From dom/workers/ServiceWorkerManager.cpp (I’ve edited the method to highlight the Promise stuff):

// If we return an error code here, the ServiceWorkerContainer will
// automatically reject the Promise.
NS_IMETHODIMP
ServiceWorkerManager::Register(nsIDOMWindow* aWindow,
                               nsIURI* aScopeURI,
                               nsIURI* aScriptURI,
                               nsISupports** aPromise)
{
  AssertIsOnMainThread();

  // XXXnsm Don't allow chrome callers for now, we don't support chrome
  // ServiceWorkers.
  MOZ_ASSERT(!nsContentUtils::IsCallerChrome());

  nsCOMPtr<nsPIDOMWindow> window = do_QueryInterface(aWindow);

  // ...

  nsCOMPtr<nsIGlobalObject> sgo = do_QueryInterface(window);
  ErrorResult result;
  nsRefPtr<Promise> promise = Promise::Create(sgo, result);
  if (result.Failed()) {
    return result.StealNSResult();
  }

  // ...

  nsRefPtr<ServiceWorkerResolveWindowPromiseOnUpdateCallback> cb =
    new ServiceWorkerResolveWindowPromiseOnUpdateCallback(window, promise);

  nsRefPtr<ServiceWorkerRegisterJob> job =
    new ServiceWorkerRegisterJob(queue, cleanedScope, spec, cb, documentPrincipal);
  queue->Append(job);

  promise.forget(aPromise);
  return NS_OK;
}

Notice that the outparam aPromise is an nsISupports**, and yet, I do believe the caller will end up handling a DOM Promise. Wicked!

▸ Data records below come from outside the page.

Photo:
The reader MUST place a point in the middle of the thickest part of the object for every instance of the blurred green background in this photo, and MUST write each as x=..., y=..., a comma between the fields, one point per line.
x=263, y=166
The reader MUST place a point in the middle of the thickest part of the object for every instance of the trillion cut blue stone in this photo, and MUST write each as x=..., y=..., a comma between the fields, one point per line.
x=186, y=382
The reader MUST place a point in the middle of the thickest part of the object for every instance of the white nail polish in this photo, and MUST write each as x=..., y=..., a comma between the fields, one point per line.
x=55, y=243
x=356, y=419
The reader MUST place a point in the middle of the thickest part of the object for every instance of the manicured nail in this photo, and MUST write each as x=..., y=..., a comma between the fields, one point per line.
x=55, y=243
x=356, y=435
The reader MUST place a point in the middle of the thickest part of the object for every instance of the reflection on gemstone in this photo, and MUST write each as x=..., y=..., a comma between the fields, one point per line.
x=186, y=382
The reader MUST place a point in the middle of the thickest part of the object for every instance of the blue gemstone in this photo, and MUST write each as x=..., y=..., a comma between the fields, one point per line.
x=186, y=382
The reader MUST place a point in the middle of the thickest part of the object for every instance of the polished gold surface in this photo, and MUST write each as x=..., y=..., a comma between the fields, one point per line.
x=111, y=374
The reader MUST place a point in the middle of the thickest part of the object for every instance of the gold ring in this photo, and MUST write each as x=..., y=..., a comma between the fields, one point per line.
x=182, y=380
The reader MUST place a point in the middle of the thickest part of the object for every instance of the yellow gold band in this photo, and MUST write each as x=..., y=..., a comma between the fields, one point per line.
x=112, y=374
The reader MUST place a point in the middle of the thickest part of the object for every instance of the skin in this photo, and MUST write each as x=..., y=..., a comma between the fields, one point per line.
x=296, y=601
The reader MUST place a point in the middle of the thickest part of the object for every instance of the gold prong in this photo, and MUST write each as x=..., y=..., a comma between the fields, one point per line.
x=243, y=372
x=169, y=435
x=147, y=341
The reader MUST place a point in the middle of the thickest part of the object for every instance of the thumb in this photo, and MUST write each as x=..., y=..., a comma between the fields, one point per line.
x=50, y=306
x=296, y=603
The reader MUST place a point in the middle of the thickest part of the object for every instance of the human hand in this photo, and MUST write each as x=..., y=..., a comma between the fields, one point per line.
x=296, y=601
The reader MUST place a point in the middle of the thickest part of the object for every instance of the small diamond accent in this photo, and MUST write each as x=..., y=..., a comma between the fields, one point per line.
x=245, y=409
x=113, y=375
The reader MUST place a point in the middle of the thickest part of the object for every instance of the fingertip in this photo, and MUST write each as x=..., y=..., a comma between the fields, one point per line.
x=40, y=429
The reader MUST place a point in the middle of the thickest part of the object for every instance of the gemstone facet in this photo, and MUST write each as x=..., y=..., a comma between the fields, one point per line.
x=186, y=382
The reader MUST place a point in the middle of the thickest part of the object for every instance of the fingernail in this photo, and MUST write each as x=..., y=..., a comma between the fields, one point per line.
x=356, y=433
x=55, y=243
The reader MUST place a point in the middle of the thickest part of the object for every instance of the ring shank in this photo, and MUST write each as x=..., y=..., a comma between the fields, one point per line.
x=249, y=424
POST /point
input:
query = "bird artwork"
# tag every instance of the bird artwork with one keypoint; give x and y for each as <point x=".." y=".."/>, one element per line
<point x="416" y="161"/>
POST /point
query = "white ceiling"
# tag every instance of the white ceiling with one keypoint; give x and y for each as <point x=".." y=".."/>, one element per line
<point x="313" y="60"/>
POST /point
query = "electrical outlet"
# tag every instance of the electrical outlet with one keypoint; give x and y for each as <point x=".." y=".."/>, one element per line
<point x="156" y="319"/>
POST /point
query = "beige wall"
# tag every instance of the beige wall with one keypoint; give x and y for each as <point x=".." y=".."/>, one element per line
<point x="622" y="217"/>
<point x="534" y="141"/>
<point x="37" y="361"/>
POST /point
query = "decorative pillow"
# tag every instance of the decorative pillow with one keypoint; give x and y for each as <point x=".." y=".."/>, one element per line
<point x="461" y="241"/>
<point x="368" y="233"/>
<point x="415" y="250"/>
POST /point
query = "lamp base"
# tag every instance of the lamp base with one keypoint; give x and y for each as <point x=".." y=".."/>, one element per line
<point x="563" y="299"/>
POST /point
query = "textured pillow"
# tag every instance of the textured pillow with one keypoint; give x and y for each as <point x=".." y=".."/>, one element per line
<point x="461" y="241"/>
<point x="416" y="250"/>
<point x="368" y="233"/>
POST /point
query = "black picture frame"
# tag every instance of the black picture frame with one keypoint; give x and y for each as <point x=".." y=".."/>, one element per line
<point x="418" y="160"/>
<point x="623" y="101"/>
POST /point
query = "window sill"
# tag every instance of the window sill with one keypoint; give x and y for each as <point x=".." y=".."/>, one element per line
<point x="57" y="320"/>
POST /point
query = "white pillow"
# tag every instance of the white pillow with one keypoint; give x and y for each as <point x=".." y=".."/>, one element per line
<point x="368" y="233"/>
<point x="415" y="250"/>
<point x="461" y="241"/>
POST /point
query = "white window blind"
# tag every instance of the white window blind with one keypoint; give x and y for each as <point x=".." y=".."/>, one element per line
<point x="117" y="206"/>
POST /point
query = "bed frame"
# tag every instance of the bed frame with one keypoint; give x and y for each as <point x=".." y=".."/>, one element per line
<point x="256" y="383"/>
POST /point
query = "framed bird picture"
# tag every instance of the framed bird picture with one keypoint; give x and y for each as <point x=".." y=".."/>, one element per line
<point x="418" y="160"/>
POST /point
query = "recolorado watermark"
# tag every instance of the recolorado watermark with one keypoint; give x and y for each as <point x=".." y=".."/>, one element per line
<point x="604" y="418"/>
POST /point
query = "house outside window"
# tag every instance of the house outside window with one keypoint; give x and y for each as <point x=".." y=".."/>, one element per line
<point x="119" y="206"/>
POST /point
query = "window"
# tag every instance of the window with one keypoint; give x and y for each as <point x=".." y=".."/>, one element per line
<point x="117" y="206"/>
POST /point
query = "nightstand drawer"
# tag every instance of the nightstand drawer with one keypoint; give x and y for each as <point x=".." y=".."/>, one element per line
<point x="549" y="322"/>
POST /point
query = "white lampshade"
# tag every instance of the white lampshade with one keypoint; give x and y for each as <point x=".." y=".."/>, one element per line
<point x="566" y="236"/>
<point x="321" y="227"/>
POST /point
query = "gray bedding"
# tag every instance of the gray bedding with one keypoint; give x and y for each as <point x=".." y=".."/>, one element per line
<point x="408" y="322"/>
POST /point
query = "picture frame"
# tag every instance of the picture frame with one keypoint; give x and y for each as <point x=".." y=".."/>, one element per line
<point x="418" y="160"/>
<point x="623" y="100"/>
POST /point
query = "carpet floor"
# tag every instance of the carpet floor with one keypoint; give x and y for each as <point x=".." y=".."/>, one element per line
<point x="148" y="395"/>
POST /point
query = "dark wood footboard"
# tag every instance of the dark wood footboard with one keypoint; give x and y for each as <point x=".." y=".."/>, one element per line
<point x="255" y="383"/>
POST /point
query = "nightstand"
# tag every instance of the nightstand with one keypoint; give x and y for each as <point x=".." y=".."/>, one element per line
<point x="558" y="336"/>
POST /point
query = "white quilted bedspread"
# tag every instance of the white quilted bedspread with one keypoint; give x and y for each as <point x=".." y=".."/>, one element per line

  1. Cleopatra is the web application that can be used to browse a profile retrieved via nsIProfiler 

  2. Like being able to read the black speech of Mordor, there are few who can. 

The Joy of Coding (Ep. 12): Making “Save Page As” Work

After giving some updates on the last bug we were working on together, I started a new bug: Bug 1128050 – [e10s] Save page as… doesn’t always load from cache. The problem here is that if the user were to reach a page via a POST request, attempting to save that page from the Save Page item in the menu would result in silent failure1.

Luckily, the last bug we were working on was related to this – we had a lot of context about cache keys swapped in already.

The other important thing to realize is that fixing this bug is a bandage fix, or a wallpaper fix. I don’t think those are official terms, but it’s what I use. Basically, we’re fixing a thing with the minimum required effort because something else is going to fix it properly down the line. So we just need to do what we can to get the feature to limp along until such time as the proper fix lands.

My proposed solution was to serialize an nsISHEntry on the content process side, deserialize it on the parent side, and pass it off to nsIWebBrowserPersist.

So did it work? Watch the episode and find out!

I also want to briefly apologize for some construction noise during the video – I think it occurs somewhere halfway through minute 20 of the video. It doesn’t last long, I promise!

Episode Agenda

References

Bug 1128050 – [e10s] Save page as… doesn’t always load from cache – Notes


  1. Well, it’d show something in the Browser Console, but for a typical user, I think that’s still a silent failure.